Each artist develops their own reflections but with collaborative leakages across works. There is a shared focus on the vehicle and the confined space, alluding to the (im)possibility of escape. Modes of transportation fall apart as the way forward inverts, twists, and coils like a mobius strip. Moving through the culverts, gravity and scale intensify as the familiar becomes estranged. Creatures, avatars, everyday objects, and schematic systems emerge from the rubble weirder than before. 

Emma Rossoff builds constellations of found and crafted objects. For Doom and Bloom, Rossoff has mummified and metamorphosed a collection of forgotten, gifted, and stolen debris into her own nocturnal playpen. Anthony Rundblade is a printmaker and sculptor interested in the residue and reverberation of the found image and object, often framing his artwork in the principles of the Grotesque. In Doom and Bloom, Anthony recalls contemporary media images of unruly passengers duct-taped to airline seats, bound to uncontrollable destinations by future promises and delusions. Alex Boeschenstein is fixated on history, how it haunts the present and how it failed the future.

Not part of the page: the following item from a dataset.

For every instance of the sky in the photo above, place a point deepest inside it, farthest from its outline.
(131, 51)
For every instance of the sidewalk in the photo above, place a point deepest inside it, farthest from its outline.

For the exhibition, he materializes rhetorical devices from the homiletics of American religious revivals and subsumes hyper-rational engineering documents he salvaged from an abandoned sulphur mine into realms of eerie illegibility. 

If we are trapped in this sclerotic system’s labyrinth of tunnels, then Doom and Bloom is a playful attempt by three artists to drill a keyhole view with inadequate machinery into the reinforced concrete confining us.